12 Haziran 2013 04:39
Gözde Tüzer


Nelson Mandela’nın sağlık durumunu sorayım öncelikle. Çok geçmiş olsun, nedir acaba son durumu?
Birkaç hafta önce Sayın Mandela akciğerlerinde enfeksiyon nedeniyle hastaneye yatırıldı. Hapishanedeyken vereme yakalanmış ve iyileşmişti ancak son zamanlarda enfeksiyon tekrar ediyor. Nelson Mandela 93 yaşında ve artık zayıflamış durumda. Tabii ki biz en iyisini umut ediyoruz ancak şu anda ciddi olduğunu söylemek gerekiyor.

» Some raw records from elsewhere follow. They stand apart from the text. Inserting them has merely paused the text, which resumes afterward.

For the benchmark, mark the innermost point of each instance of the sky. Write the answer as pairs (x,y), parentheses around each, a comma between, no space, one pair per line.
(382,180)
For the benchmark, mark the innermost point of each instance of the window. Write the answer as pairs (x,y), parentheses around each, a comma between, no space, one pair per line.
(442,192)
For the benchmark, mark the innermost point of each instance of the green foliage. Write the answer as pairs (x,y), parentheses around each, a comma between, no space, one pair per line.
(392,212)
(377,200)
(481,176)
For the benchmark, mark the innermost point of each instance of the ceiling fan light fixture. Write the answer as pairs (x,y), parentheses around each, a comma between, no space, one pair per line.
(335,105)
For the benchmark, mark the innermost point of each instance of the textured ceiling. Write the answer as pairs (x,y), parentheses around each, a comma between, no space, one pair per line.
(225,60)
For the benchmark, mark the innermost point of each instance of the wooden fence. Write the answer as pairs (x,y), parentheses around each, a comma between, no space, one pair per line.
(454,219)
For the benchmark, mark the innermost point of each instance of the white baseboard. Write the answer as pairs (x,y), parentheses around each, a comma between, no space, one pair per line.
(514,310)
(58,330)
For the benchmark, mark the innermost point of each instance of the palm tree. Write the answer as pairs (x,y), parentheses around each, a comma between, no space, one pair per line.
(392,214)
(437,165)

Gezi Parkı’nı inceleme fırsatı bulabildiniz sanıyorum. Güney Afrika’nın da büyük eylemlere sahne olduğunu düşünürsek, hem Türkiye’deki hem de Gezi Parkı’ndaki direnişi nasıl değerlendirdiniz?
Taksim Meydanı’na gittim ve o esnada büyük bir gösteri de vardı. Beni etkileyense çok sayıda genç insanın orada olmasıydı. Genel kanı, gençlerin siyasete duyarlı olmaması ancak bu gösteriler onların siyasi bilincini artırıyor. Bu gösterileri asıl tetikleyen şey kamuya açık alanın ticari bir binaya evrilmesi süreciydi. Demokrasilerde halkın görüşünü ifade etme hakkı vardır. Halk memnuniyetsizlik yaşıyorsa bunu dile getirebilir. Ancak diğer insanların görüşlerine de aynı şekilde saygı göstermek durumundayız. Burada devletin görevi herkesin görüşlerine, ifade özgürlüklerine saygı göstermesidir.

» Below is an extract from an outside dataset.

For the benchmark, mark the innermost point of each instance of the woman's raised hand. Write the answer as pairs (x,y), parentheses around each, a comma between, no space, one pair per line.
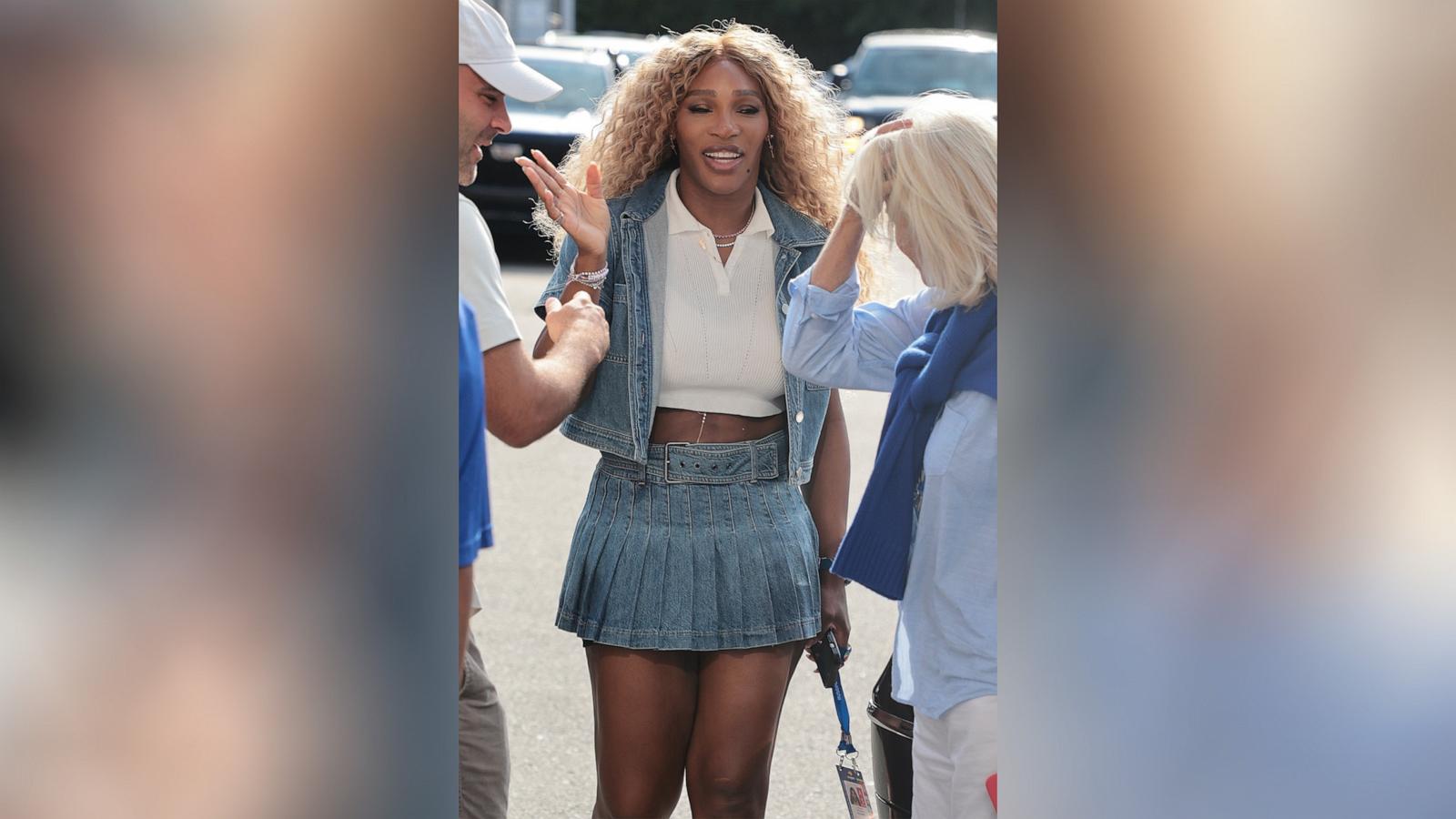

Gençlerin katılımı en başından beri oldukça yoğundu. Güney Afrika’da bu durum nasıldı?
Bence bu konu, gençleri siyasete daha açık hale getirdi ve böylece siyasi bir bilince ulaştılar. Gezi Parkı’nın yıkılması bir söylem gerçekleştirdi. Ve tüm rahatsız olunan konular Gezi Parkı’yla paralel hale geldi.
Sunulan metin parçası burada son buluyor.